Hong Kong authority changes guidelines to boost fintech
The Hong Kong Monetary Authority (HKMA) has changed its credit risk management guidelines in a bid to encourage more adoption of analytics when providing loans to smaller firms, finews.asia reports.
HKMA’s ‘Banking Made Easy Initiative’ will boost fintech development, giving lenders the ability to use big data analysis to review and approve applications.
The initial guideline was issued in May 2018, originally limiting some types of lending by enforcing an across-the-board 10% limit applicable to all authorised institution’s (AIs) capital bases.
“Several AIs have since rolled out new retail credit products following the guidelines and the business has been operating smoothly,” says HKMA’s executive director of banking supervision, Raymond Chan.

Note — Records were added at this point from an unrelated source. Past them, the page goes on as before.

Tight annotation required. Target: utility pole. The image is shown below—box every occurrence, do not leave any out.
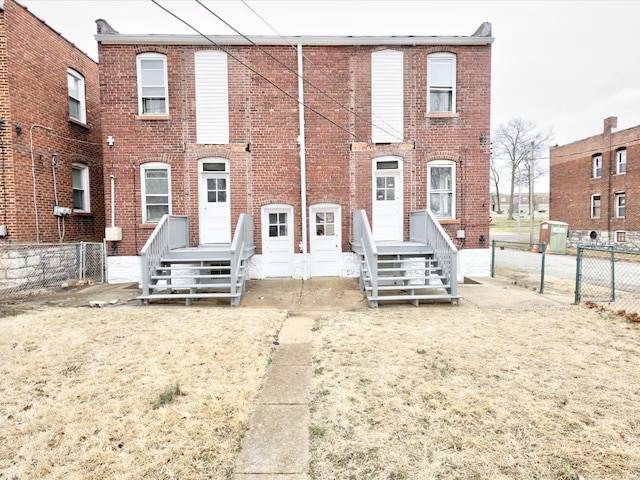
[529,142,535,243]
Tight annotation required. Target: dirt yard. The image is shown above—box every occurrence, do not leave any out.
[0,279,640,480]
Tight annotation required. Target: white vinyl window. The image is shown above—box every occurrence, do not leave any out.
[137,53,169,115]
[615,192,627,217]
[371,50,404,143]
[67,68,87,123]
[427,160,456,218]
[194,50,229,145]
[591,195,601,218]
[427,53,456,113]
[616,148,627,173]
[592,154,602,178]
[71,163,91,212]
[140,163,171,223]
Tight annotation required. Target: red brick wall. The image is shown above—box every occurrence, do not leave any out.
[549,122,640,236]
[99,39,491,255]
[0,0,104,242]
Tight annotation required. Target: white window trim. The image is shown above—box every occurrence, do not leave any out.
[136,52,169,116]
[427,160,456,220]
[427,52,457,115]
[591,155,602,178]
[140,162,172,223]
[616,148,627,175]
[589,193,602,218]
[71,163,91,213]
[67,68,87,124]
[613,192,627,218]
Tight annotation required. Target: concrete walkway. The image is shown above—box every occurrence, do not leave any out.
[234,313,314,480]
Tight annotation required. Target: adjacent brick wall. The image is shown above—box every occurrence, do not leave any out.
[0,0,104,242]
[99,39,491,255]
[549,117,640,248]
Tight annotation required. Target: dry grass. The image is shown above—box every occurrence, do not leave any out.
[0,307,286,480]
[311,303,640,480]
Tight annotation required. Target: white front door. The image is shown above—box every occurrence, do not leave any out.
[199,159,231,245]
[309,204,342,277]
[371,157,404,242]
[262,205,293,277]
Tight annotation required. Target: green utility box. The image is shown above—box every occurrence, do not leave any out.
[540,220,569,255]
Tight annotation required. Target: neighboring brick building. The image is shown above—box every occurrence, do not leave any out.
[549,117,640,250]
[96,20,493,278]
[0,0,104,243]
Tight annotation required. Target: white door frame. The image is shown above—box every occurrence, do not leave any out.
[261,204,294,277]
[309,203,342,277]
[371,156,404,242]
[198,158,231,245]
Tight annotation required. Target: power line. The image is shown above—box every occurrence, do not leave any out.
[151,0,364,142]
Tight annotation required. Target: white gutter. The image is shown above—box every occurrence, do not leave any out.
[298,43,309,280]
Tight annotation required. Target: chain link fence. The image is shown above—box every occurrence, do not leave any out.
[576,245,640,321]
[0,242,107,298]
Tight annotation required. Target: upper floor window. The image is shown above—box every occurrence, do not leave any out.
[615,192,627,217]
[71,163,91,212]
[371,50,404,143]
[427,53,456,113]
[591,195,601,218]
[67,68,87,123]
[140,163,171,223]
[616,148,627,173]
[194,50,229,145]
[137,53,169,115]
[592,154,602,178]
[427,160,456,218]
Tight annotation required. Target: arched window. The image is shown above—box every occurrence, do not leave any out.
[427,160,456,218]
[140,162,171,223]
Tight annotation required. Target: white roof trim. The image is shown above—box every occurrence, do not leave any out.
[96,32,494,46]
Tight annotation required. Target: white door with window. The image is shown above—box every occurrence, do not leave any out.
[199,159,231,245]
[309,203,342,277]
[371,157,404,242]
[262,205,294,277]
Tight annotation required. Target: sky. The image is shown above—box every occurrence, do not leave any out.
[18,0,640,176]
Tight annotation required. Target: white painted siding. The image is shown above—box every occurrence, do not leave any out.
[371,50,404,143]
[195,50,229,144]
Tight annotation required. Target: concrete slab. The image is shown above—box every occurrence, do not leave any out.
[278,319,313,345]
[233,473,309,480]
[271,343,313,367]
[236,405,309,480]
[256,365,311,405]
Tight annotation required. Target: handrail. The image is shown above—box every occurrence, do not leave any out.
[229,213,253,296]
[353,210,378,298]
[140,214,189,295]
[409,209,458,296]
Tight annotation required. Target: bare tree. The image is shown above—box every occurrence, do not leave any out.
[493,118,553,220]
[489,154,502,213]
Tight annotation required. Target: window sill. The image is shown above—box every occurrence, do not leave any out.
[424,112,460,118]
[436,217,460,225]
[136,114,171,121]
[69,118,91,131]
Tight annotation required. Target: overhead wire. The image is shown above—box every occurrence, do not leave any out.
[201,0,404,141]
[151,0,365,142]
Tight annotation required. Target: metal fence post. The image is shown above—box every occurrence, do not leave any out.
[573,245,582,305]
[491,239,496,278]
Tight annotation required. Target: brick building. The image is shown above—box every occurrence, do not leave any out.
[96,20,493,284]
[0,0,104,243]
[549,117,640,250]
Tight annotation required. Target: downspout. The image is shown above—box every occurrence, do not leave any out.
[298,43,309,280]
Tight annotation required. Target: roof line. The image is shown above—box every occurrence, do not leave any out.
[94,33,494,46]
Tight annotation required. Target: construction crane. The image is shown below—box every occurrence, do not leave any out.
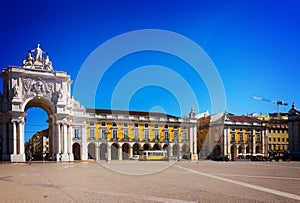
[253,96,288,118]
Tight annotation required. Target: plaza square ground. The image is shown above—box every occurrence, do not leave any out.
[0,161,300,202]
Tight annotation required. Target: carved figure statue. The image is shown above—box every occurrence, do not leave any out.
[57,88,64,101]
[29,44,47,62]
[23,51,33,66]
[13,84,19,97]
[45,55,53,70]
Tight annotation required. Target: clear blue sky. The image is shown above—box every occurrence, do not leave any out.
[0,0,300,141]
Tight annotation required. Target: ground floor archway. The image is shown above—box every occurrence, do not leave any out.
[132,143,141,155]
[99,143,107,160]
[111,143,119,160]
[143,143,151,150]
[212,144,221,157]
[88,143,96,160]
[255,145,261,154]
[182,144,189,154]
[122,143,130,160]
[72,143,81,160]
[230,145,237,160]
[153,143,161,150]
[172,144,179,157]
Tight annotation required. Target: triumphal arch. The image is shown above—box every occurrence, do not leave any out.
[0,44,197,162]
[0,44,85,162]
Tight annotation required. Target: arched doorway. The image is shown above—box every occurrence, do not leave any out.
[111,143,119,160]
[122,143,130,160]
[212,145,221,157]
[100,143,106,160]
[88,143,96,160]
[181,144,188,154]
[24,107,52,161]
[173,144,179,157]
[72,143,81,160]
[143,144,150,150]
[246,146,251,155]
[239,146,243,154]
[153,143,161,150]
[230,145,237,160]
[255,145,261,154]
[0,45,88,162]
[132,143,140,155]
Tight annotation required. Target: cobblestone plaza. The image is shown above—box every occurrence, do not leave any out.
[0,161,300,202]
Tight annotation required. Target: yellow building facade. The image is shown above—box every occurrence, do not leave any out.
[73,109,197,160]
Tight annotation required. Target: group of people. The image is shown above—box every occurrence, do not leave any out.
[23,44,53,70]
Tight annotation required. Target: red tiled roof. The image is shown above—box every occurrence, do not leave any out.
[228,115,262,123]
[86,108,178,118]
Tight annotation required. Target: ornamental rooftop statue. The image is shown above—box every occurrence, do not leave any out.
[22,44,53,71]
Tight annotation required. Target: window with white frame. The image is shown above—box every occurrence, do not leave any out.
[182,130,188,142]
[231,134,235,142]
[134,129,139,140]
[240,132,244,142]
[174,130,178,141]
[154,129,159,140]
[90,129,95,139]
[101,129,107,140]
[74,128,79,139]
[112,129,118,140]
[144,129,149,140]
[164,131,169,140]
[123,128,128,140]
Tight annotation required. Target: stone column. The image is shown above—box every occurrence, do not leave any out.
[2,122,8,156]
[12,121,17,154]
[193,125,197,154]
[68,125,73,153]
[129,145,133,158]
[19,121,25,154]
[189,124,193,154]
[118,147,123,160]
[95,141,100,161]
[80,125,88,160]
[62,124,68,154]
[56,123,62,161]
[168,143,174,157]
[107,144,111,161]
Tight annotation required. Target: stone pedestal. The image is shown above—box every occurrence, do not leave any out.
[191,154,198,161]
[56,153,74,161]
[10,154,26,162]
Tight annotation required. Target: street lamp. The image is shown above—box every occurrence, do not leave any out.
[104,129,109,162]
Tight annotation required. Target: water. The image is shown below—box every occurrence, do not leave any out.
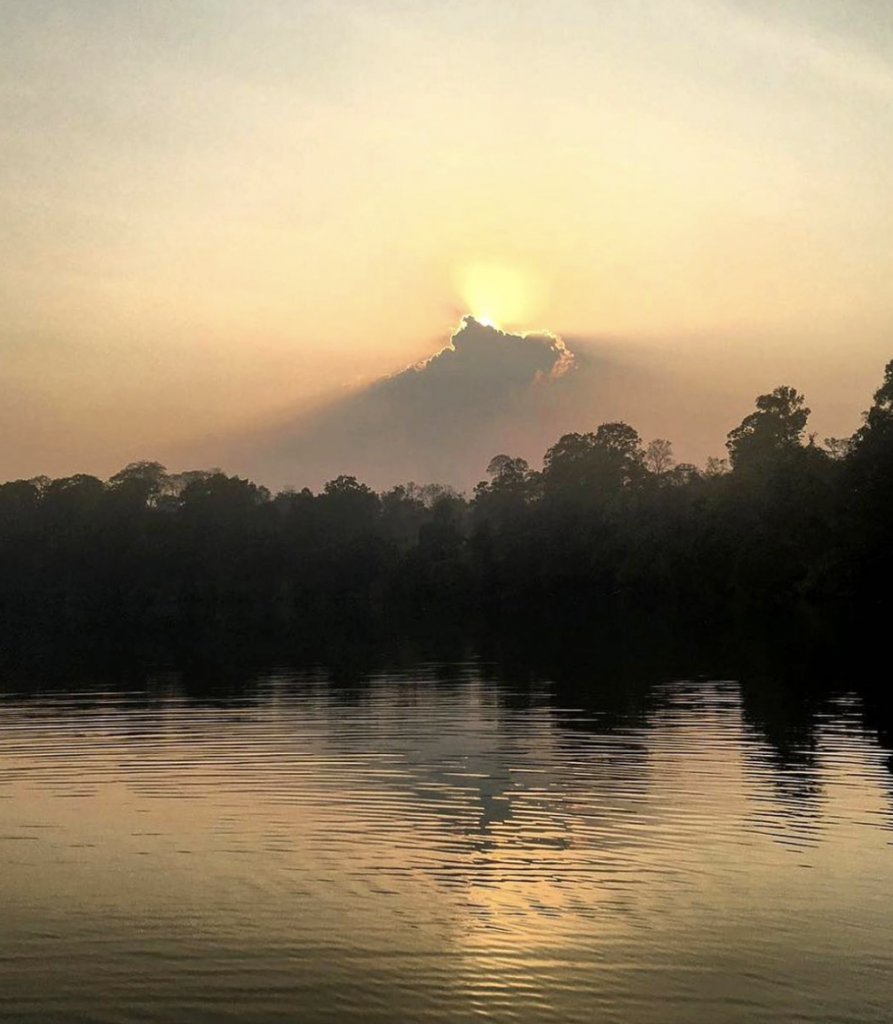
[0,665,893,1024]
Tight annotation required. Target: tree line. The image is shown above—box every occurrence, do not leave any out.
[0,360,893,629]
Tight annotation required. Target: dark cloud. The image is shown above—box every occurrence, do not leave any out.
[178,317,756,489]
[217,317,579,487]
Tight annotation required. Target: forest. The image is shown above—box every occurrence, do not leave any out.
[0,360,893,633]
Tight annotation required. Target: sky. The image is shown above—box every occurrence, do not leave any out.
[0,0,893,482]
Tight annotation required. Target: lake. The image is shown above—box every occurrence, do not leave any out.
[0,663,893,1024]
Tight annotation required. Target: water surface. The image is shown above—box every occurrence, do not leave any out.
[0,665,893,1024]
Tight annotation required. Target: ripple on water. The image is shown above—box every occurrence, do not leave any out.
[0,666,893,1024]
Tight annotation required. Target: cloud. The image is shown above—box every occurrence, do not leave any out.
[692,0,893,99]
[213,316,580,487]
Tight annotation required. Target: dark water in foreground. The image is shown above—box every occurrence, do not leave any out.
[0,666,893,1024]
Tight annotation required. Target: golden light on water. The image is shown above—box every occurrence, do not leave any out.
[455,262,547,328]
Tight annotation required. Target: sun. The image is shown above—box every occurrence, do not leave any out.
[455,261,546,328]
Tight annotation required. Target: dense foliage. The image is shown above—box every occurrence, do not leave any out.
[0,361,893,627]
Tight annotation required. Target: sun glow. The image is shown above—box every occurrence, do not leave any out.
[455,262,546,328]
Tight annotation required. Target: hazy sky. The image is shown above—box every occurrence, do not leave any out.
[0,0,893,478]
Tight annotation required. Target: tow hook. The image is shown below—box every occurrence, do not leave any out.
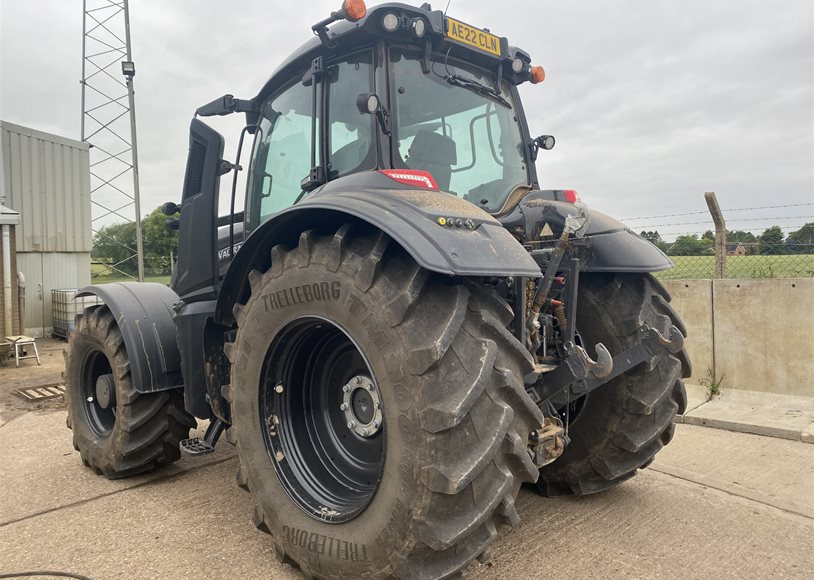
[529,417,568,467]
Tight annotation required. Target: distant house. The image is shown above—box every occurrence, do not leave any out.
[726,242,746,256]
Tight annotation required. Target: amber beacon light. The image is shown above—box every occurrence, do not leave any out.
[342,0,367,22]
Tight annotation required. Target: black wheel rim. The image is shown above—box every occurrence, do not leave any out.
[80,350,116,437]
[259,317,386,523]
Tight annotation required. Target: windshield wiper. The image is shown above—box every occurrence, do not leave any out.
[444,74,512,109]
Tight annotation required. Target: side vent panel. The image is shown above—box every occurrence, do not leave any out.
[172,119,223,303]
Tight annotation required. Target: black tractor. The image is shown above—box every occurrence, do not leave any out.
[66,0,690,578]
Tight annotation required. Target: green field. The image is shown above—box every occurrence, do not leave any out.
[656,254,814,280]
[91,254,814,284]
[90,264,170,284]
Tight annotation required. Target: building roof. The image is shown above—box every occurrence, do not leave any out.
[0,205,20,226]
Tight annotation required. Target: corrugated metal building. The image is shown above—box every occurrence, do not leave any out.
[0,121,92,336]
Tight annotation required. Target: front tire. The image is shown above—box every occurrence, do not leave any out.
[537,274,691,496]
[224,225,542,578]
[65,306,196,479]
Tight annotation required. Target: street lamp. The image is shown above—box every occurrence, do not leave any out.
[122,60,136,79]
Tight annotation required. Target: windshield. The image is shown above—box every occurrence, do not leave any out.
[391,48,529,212]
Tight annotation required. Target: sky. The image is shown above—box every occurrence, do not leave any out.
[0,0,814,240]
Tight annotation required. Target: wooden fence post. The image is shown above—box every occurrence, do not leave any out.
[704,191,726,279]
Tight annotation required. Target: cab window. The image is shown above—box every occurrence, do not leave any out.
[327,51,376,179]
[247,51,376,229]
[248,82,311,226]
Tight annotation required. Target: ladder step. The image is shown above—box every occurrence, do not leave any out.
[179,437,215,457]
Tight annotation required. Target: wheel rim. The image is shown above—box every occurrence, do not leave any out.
[259,317,386,523]
[81,350,116,436]
[557,330,590,427]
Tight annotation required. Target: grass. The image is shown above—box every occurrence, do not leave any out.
[90,264,170,285]
[656,254,814,280]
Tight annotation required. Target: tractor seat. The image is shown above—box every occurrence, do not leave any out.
[406,131,458,191]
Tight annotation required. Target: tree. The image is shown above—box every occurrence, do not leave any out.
[760,226,784,254]
[670,235,713,256]
[786,222,814,254]
[141,207,178,258]
[726,230,758,256]
[92,208,178,275]
[91,222,138,274]
[639,230,669,252]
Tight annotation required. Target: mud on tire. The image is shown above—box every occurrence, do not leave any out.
[65,306,196,479]
[224,224,542,578]
[537,274,691,496]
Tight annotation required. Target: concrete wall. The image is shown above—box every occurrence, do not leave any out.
[664,278,814,397]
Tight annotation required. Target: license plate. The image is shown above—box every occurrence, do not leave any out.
[447,18,500,56]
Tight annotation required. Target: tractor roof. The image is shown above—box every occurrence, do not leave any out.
[255,2,531,100]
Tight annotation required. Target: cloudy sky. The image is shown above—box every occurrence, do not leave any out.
[0,0,814,238]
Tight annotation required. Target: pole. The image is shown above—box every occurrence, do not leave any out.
[704,191,726,279]
[122,0,144,282]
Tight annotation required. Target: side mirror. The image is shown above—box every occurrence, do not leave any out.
[356,93,390,135]
[161,201,181,216]
[536,135,557,151]
[356,93,381,115]
[529,135,557,161]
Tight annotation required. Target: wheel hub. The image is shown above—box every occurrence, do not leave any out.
[260,316,387,524]
[339,375,382,437]
[96,374,116,409]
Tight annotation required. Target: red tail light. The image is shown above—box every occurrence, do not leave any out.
[379,169,438,189]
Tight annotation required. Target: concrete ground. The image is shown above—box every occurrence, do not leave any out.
[0,342,814,580]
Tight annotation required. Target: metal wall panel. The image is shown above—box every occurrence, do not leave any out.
[17,252,90,337]
[0,121,92,252]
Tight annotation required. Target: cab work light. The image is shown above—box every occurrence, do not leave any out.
[379,169,438,189]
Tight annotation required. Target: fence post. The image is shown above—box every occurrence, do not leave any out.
[704,191,726,279]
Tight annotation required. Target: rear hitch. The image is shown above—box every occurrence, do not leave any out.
[526,324,684,404]
[529,417,570,467]
[179,418,227,457]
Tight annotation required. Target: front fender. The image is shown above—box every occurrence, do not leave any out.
[215,179,540,326]
[76,282,184,393]
[501,191,673,272]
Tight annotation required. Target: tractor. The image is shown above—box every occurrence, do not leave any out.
[65,0,690,578]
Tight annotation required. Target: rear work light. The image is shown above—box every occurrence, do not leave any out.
[379,169,438,189]
[562,189,579,203]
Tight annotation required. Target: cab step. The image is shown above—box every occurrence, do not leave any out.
[178,419,227,457]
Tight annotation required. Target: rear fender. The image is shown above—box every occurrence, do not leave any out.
[215,172,541,327]
[77,282,184,393]
[500,191,673,273]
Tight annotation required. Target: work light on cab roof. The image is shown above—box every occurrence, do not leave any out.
[66,0,690,580]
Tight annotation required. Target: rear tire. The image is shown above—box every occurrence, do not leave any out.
[537,274,691,496]
[65,306,196,479]
[230,225,542,578]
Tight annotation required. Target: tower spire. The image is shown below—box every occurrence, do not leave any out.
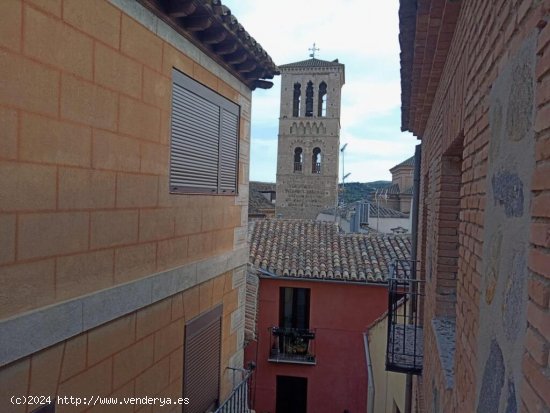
[307,42,321,58]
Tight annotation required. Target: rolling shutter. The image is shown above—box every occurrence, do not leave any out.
[183,306,222,413]
[220,109,239,194]
[170,84,219,192]
[170,70,240,195]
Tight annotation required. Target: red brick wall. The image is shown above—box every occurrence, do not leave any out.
[522,8,550,412]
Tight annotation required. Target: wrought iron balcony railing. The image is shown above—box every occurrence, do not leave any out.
[268,327,315,364]
[214,369,252,413]
[386,260,424,374]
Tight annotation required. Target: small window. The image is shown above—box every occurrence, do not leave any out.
[317,82,327,116]
[170,70,240,195]
[294,148,304,172]
[31,402,55,413]
[182,305,222,413]
[306,80,313,117]
[311,148,321,174]
[292,83,302,118]
[279,287,309,329]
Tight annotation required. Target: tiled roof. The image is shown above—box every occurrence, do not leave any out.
[369,203,409,218]
[401,186,413,195]
[279,57,344,69]
[391,156,414,169]
[249,219,411,282]
[249,181,277,192]
[138,0,279,90]
[380,184,413,197]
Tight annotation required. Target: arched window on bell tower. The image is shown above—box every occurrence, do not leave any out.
[292,82,302,118]
[294,147,303,172]
[317,82,327,116]
[306,80,313,117]
[311,148,321,174]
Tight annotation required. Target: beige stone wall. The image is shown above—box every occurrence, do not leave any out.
[0,0,251,412]
[367,307,406,413]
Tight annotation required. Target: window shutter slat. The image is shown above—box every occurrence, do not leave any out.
[220,110,239,193]
[183,307,221,413]
[170,84,219,191]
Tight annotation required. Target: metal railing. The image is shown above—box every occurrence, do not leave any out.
[268,327,315,364]
[214,370,252,413]
[386,260,424,374]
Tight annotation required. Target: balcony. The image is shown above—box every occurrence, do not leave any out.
[214,366,255,413]
[268,327,316,365]
[386,260,424,374]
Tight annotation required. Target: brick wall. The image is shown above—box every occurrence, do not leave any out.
[0,273,242,413]
[0,0,251,412]
[413,0,550,412]
[522,8,550,412]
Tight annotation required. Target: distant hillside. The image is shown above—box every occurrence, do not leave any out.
[338,181,391,203]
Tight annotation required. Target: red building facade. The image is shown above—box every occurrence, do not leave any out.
[244,220,410,413]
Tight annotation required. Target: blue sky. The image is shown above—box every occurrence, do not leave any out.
[223,0,418,182]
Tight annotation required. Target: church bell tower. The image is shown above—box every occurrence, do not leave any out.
[276,49,345,219]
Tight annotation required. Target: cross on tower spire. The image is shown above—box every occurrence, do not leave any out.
[307,43,320,58]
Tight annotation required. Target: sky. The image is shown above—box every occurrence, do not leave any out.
[223,0,418,182]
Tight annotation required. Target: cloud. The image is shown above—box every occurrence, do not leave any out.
[222,0,417,182]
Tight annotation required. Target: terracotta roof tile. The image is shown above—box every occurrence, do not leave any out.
[249,219,411,282]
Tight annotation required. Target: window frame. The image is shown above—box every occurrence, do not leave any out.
[279,287,311,330]
[168,69,241,196]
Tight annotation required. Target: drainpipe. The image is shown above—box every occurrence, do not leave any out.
[405,144,422,413]
[363,332,374,413]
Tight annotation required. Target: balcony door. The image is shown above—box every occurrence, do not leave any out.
[276,376,307,413]
[279,287,310,330]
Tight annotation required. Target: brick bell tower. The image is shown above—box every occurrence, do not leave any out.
[276,44,345,219]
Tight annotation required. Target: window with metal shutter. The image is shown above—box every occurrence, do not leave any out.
[170,70,240,195]
[183,306,222,413]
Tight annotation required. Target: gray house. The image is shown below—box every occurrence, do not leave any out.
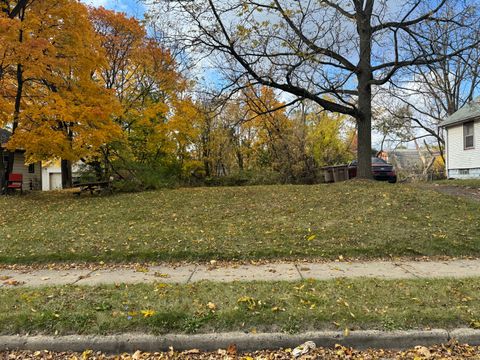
[440,97,480,179]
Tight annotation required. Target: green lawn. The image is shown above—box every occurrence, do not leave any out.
[435,179,480,188]
[0,278,480,334]
[0,181,480,264]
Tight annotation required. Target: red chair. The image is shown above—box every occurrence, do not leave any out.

The authority initially wanted the guideline to “minimise regulatory frictions”, which is why it has authorised AIs to set their own limits on fintech-driven decisions aided by technology.
Last week UK-based fintech Rapyd announced the inclusion of Hong Kong’s TNG Wallet to its payment options.
Rapyd’s Asia Pacific vice president Joel Yarbrough describes Hong Kong as “an incredibly vibrant small business market”.
Yarbrough adds: “We are giving large regional enterprises as well as local merchants opportunities to increase their revenue by enabling them to accept the locally-preferred payment methods used by consumers from anywhere around the world.”